- SpringerCsv2Bib
- GetAbstract
- BibFilesMerge
Run this command to install the dependencies:
- pip install -r requirements.txt
Convert Springer CSV file to Bibtext file
foo@bar:~$ python SpringerCsv2Bib.py -h
usage: SpringerCsv2Bib.py [-h] -c CSVFILENAME -b BIBFILENAME
optional arguments:
-h, --help show this help message and exit
-c CSVFILENAME, --csvFileName CSVFILENAME
CSV file name
-b BIBFILENAME, --bibFileName BIBFILENAME
BibText file name
foo@bar:~$ python SpringerCsv2Bib.py -c "Springer.csv" -b "Springer.bib"

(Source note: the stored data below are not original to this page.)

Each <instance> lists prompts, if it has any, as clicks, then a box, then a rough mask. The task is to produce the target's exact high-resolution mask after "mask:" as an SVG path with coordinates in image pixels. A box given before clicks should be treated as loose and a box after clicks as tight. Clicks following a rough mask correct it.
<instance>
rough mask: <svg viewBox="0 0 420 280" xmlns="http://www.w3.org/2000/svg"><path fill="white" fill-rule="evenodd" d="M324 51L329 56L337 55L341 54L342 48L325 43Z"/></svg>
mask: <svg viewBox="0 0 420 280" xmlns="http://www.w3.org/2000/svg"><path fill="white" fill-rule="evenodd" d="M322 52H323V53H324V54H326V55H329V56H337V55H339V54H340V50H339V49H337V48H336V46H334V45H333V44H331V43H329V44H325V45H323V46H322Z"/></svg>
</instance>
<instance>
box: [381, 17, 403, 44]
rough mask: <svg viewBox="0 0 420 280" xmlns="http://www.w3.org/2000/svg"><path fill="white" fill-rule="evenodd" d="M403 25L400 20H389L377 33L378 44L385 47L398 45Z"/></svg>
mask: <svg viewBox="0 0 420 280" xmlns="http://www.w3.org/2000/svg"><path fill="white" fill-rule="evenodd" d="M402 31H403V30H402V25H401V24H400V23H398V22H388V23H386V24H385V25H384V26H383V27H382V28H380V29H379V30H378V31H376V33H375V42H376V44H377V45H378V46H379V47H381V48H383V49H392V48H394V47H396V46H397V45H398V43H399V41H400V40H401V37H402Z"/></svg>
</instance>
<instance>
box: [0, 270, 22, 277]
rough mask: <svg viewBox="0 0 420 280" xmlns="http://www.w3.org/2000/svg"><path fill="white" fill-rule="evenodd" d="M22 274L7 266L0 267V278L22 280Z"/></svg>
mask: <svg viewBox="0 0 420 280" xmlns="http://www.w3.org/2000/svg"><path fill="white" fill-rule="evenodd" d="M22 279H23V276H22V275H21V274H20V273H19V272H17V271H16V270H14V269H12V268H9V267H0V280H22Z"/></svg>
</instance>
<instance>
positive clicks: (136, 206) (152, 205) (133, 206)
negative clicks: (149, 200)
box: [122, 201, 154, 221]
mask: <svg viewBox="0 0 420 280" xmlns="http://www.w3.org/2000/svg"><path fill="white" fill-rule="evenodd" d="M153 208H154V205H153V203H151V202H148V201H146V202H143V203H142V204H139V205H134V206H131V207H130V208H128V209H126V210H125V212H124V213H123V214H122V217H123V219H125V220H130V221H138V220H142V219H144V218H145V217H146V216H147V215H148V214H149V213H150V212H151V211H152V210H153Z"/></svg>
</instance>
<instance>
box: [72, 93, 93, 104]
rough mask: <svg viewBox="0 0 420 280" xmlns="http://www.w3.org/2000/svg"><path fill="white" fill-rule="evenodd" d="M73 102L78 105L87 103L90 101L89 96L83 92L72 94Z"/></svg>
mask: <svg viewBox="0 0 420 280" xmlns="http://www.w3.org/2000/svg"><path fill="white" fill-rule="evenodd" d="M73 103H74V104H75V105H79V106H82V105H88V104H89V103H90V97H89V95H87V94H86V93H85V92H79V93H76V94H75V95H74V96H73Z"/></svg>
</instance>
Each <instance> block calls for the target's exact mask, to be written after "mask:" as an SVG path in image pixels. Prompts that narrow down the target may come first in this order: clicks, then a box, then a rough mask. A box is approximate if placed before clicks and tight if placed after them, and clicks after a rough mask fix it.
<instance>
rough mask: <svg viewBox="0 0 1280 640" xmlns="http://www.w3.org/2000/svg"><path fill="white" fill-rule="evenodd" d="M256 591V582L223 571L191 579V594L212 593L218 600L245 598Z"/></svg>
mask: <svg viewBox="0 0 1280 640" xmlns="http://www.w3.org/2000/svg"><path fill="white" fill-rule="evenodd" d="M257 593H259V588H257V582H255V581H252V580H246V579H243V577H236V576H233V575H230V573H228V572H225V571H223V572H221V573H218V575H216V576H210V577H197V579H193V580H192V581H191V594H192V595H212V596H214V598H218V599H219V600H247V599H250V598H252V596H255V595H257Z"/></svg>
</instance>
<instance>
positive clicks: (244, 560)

File founded: Springer.csv
Processed: 590
Removid without author: 5
Total Final: 585
Saved file: Springer.bib
This tools get abstract on digital library, its a Magver function, not official.
Obs 1: ACM need use limit parameter, because ACM blocks if you get many abstracts same time.
Obs 2: In my case, I use proxy, because I access in my house by proxy of my university.
foo@bar:~$ python GetAbstract.py -h
usage: GetAbstract.py [-h] -d {springer,acm,ieee} -f BIBFILENAME [-p PROXY]
[-l LIMIT]
optional arguments:
-h, --help show this help message and exit
-d {springer,acm,ieee}, --database {springer,acm,ieee}
select database
-f BIBFILENAME, --bibFileName BIBFILENAME
Springer bibFile name
-p PROXY, --proxy PROXY
internet proxy, ex:
https://john:[email protected]:4001
-l LIMIT, --limit LIMIT
abstract load limit
foo@bar:~$ python GetAbstract.py -d acm -f "ACM.bib" -l 10 -p https://peter:[email protected]:4001
Had Abstract: 85
Url errors: 0
Loaded Abstract: 10
Total Entries: 585
Limit to process: 10
Processed: 95
Left: 490
or
foo@bar:~$ python GetAbstract.py -d springer -f "Springer.bib"
Had Abstract: 85
Url errors: 0
Loaded Abstract: 10
Total Entries: 585
Limit to process: 10
Processed: 95
Left: 490
Merge BibTex files and:
- remove duplicate entries
- in some cases merge information before removing duplicates
- remove entries that not have:
- author or
- title or
- year or
- journal name or conference name
This tool has been tested with these digital library files:
- ACM Digital Library
- IEEE Xplore
- Scopus
- SpringerLink
- ScienceDirect - ElsevierWeb of Science
- Web of Science (thanks @dineiar for this)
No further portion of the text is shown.